Fortune magazine regularly reproduced the work of important American artists, as well as commissioning new work, and in 1936 the magazine hired Paul Sample (1896-1974) to produce a series of eight paintings depicting the operations of the Anaconda Copper Company in Butte, four of which survive. Published in the December 1936 and January 1937 issues, these paintings include Butte Hill as Seen from Butte City. (Figure 10) The town’s buildings convene pleasantly in the foreground, with the busy mining operations behind dotted with gallows head frames. Sample’s strong image literally maps the town. The ore mined in Butte was smelted in Anaconda, twenty-seven miles away. While the smoke from the stack—then the world’s tallest—polluted the air and killed all nearby vegetation, for those employed in the smelter the “smoke means life itself to the town.”21

Best known for his association with the abstract artists of the New York School, James Brooks was a student of Boardman Robinson in New York, and worked in a realist style before beginning to paint abstractly in 1945. In 1932 he executed several paintings of mining operations in Butte. His lithograph of 1936, Copper Mine, Butte, conveys the town on a steely cold winter day. (Figure 11)
12 Letter from CEW to his wife, Frances Sneed Watkins, July 22, 1890, in Carleton Watkins: Selected Texts and Bibliography, ed. Amy Rule (Oxford: Clio Press, 1991), 59. For more on Watkins’ work in Butte, see Carleton Watkins Mine Interiors Collection, University of Idaho, Moscow, ID, Anaconda Mines in Butte, Portfolio of 80 images from 1890. https://www.lib.uidaho.edu/ digital/watkins/. Accessed March 27, 2021.
13Letter from CEW to his wife, Frances Sneed Watkins, July 27, 1890, in Carleton Watkins: Selected Texts and Bibliography, 61.
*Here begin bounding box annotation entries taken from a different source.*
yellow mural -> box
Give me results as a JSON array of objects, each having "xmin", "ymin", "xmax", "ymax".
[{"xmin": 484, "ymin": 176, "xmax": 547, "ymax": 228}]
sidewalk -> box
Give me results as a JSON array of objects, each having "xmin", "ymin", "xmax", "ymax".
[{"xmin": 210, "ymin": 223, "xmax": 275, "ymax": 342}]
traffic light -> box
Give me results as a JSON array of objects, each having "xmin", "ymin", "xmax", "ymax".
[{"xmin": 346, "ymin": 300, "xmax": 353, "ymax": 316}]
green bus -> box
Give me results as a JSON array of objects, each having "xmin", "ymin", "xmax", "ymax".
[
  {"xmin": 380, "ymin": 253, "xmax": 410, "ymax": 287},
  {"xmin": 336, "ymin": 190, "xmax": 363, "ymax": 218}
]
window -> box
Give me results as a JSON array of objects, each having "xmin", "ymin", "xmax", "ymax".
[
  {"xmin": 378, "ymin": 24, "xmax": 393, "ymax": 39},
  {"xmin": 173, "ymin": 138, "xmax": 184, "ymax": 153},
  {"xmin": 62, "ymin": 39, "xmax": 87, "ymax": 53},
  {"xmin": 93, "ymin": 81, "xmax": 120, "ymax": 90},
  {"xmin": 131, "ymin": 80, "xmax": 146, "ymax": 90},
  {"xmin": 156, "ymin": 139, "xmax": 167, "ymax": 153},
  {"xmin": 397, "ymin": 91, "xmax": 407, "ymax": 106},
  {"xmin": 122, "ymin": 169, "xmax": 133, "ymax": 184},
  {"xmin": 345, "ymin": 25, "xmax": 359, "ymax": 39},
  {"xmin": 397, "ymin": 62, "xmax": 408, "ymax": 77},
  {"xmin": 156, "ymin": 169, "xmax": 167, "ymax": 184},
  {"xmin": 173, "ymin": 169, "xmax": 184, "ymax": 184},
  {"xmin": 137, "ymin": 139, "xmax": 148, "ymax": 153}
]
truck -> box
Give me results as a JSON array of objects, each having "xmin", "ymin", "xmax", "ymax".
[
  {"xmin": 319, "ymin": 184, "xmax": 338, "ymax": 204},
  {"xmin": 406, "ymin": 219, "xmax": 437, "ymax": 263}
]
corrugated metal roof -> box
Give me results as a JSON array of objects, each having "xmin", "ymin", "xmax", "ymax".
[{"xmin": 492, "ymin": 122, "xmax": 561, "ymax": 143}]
14Letter from CEW to his wife, Frances Sneed Watkins, September 5, 1890, in Carleton Watkins: Selected Texts and Bibliography, 61.
15Letter from CEW to his wife, Frances Sneed Watkins, October 15, 1890, in Carleton Watkins: Selected Texts and Bibliography, 65.
16 Because of the pollution they generated, the smelters were generally situated some distance from the mines. In Arizona, Bisbee’s was in Douglas, and the Clarkdale smelter served the mines of Jerome.
17Federal Writers’ Project (WPA), Montana: A State Guidebook, (New York: The Viking Press, 1939), 8.
18Montana: A State Guidebook, 12.
19Montana: A State Guidebook, 146.
20Montana: A State Guidebook, 80.
21Arizona: The Grand Canyon State, A State Guide, 180.